Speaking before his fellow Democrats in Springfield Saturday night, Nixon pointed to the states with Republican governors that have chosen to expand Medicaid eligibility under President Barack Obama’s health care law. He says “giving the taxpayers what they deserve and spending Missouri dollars here in Missouri is a better way to do it.”
Nixon says the amount that citizens have paid in federal taxes that are being used to expand Medicaid in other states continues to climb. On Thursday, he was in West Plains to announce that figure had gone over $500 million.
“That’s the amount of taxes you and I pay to Washington, D.C. already this year since Jan. 1 that’s being spent in other states to improve their access to health care,” Nixon said.
Nixon’s visit to Ozarks Medical Center, which recently laid off 32 workers citing the sequester and the legislature’s rejection of Medicaid expansion, was also intended to signify the ramifications of not increasing the Medicaid rolls. He said Saturday that standing still on the issue will move the state backwards.
He added that right now in Missouri, if you don’t have much money, the best way to get health care is to quit your job.
“That’s not our value as Democrats, that’s not our value as a state. And we’ve got the opportunity right now to save 300,000 working Missourians if they’re gonna have access to health care. That is the smart and the right thing to do and because of this money that’s being spent in other states right now it’s also really real. Smart, right, and it is real.”

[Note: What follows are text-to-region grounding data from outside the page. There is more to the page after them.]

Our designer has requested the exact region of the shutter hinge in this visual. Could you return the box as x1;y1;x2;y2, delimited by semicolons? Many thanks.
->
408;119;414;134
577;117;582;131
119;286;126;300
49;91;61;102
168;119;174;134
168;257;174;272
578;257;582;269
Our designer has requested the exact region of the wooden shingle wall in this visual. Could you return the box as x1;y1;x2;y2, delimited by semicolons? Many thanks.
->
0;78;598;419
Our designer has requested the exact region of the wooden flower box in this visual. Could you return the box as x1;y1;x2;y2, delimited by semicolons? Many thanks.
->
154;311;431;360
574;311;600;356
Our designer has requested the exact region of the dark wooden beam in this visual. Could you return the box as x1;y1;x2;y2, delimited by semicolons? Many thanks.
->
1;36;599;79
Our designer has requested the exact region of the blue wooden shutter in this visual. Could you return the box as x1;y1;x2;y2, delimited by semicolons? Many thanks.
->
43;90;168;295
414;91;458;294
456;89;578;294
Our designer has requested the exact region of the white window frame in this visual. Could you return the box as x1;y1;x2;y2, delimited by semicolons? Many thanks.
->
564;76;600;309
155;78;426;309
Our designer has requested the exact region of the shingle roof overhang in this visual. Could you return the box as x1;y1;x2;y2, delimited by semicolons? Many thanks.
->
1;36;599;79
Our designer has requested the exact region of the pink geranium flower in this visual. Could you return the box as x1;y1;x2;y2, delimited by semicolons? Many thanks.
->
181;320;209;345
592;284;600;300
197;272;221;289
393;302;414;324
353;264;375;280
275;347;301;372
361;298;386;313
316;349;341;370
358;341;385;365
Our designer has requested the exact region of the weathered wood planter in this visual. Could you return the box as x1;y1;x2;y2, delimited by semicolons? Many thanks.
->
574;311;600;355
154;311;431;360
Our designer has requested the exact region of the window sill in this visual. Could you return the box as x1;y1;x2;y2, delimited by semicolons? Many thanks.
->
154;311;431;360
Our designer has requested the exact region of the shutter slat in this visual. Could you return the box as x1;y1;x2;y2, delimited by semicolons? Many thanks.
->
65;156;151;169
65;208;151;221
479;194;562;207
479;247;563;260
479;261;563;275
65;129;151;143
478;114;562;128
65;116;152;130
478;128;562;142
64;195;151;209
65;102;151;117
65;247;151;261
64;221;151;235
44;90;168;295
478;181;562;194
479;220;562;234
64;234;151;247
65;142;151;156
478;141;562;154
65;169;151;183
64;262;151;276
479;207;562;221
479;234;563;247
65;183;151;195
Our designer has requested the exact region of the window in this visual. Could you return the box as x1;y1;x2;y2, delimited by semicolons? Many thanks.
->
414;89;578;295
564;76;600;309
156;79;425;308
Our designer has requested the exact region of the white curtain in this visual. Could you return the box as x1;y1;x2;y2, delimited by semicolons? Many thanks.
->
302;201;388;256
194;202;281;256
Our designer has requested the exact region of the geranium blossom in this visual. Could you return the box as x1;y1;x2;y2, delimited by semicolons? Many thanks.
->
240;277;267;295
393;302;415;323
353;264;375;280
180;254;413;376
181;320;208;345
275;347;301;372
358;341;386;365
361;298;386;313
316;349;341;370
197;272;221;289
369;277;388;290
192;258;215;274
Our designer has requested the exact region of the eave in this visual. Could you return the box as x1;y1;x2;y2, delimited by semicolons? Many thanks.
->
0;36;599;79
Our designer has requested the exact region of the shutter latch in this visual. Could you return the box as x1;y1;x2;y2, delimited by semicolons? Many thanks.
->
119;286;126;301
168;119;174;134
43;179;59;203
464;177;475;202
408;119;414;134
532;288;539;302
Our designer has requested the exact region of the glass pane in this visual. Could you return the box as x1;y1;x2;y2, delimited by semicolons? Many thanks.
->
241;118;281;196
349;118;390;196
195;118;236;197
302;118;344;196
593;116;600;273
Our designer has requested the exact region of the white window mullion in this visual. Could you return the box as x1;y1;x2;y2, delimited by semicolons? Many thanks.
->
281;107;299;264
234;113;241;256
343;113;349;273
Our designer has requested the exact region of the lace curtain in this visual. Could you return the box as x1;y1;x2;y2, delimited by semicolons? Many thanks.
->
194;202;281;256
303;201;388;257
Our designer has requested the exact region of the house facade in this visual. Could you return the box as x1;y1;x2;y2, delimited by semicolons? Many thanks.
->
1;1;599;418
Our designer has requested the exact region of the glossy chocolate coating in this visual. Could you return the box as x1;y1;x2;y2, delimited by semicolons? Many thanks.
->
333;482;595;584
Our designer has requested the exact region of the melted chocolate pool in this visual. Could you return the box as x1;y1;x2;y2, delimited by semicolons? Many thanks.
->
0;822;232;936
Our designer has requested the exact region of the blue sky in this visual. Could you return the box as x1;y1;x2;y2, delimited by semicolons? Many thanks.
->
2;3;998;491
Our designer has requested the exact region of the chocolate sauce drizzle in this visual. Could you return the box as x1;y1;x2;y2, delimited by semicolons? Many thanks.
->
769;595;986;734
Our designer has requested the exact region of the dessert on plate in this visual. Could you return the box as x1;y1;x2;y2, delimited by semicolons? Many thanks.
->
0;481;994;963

He added that the momentum for Medicaid expansion is building, and called last week’s debate on the Senate floor between Republicans Ryan Silvey and John Lamping “illuminating.” Silvey, who wants to expand Medicaid, says it can be done without busting the budget, while Lamping believes lawmakers need to stand firm against anything stemming from Obama's health care law.
The Governor also addressed “right-to-work” legislation, which has been a top priority of Republicans this session. Several bills have bill filed concerning the issue in the House, each mandating that workers cannot be required to "engage or cease engaging in" labor organization practices as a condition of employment. While Nixon plans to veto the legislation if it makes it to his desk, one RTW bill would put the issue to voters in the fall. The Governor believes voters will defeat it, like they did in 1978, to which Nixon said “It was a rip-off then and it’s a rip-off now.”
Nixon also discussed what he’s repeatedly called a fiscally irresponsible experiment. SB 509, a $620 million income tax cut bill was passed last week. The Governor have vetoed similar legislation following the 2013 legislative session, which he says would undermine the state’s ability to support K-12 and higher education. Nixon says $620 million is almost equal to the amount of money it would take to fully fund the state’s foundation formula plus the total he recommended for higher education in next year’s budget.
This was the 94th annual Jackson Day Celebration. In February, Missouri Republicans gathered in Springfield for their annual Lincoln Days event.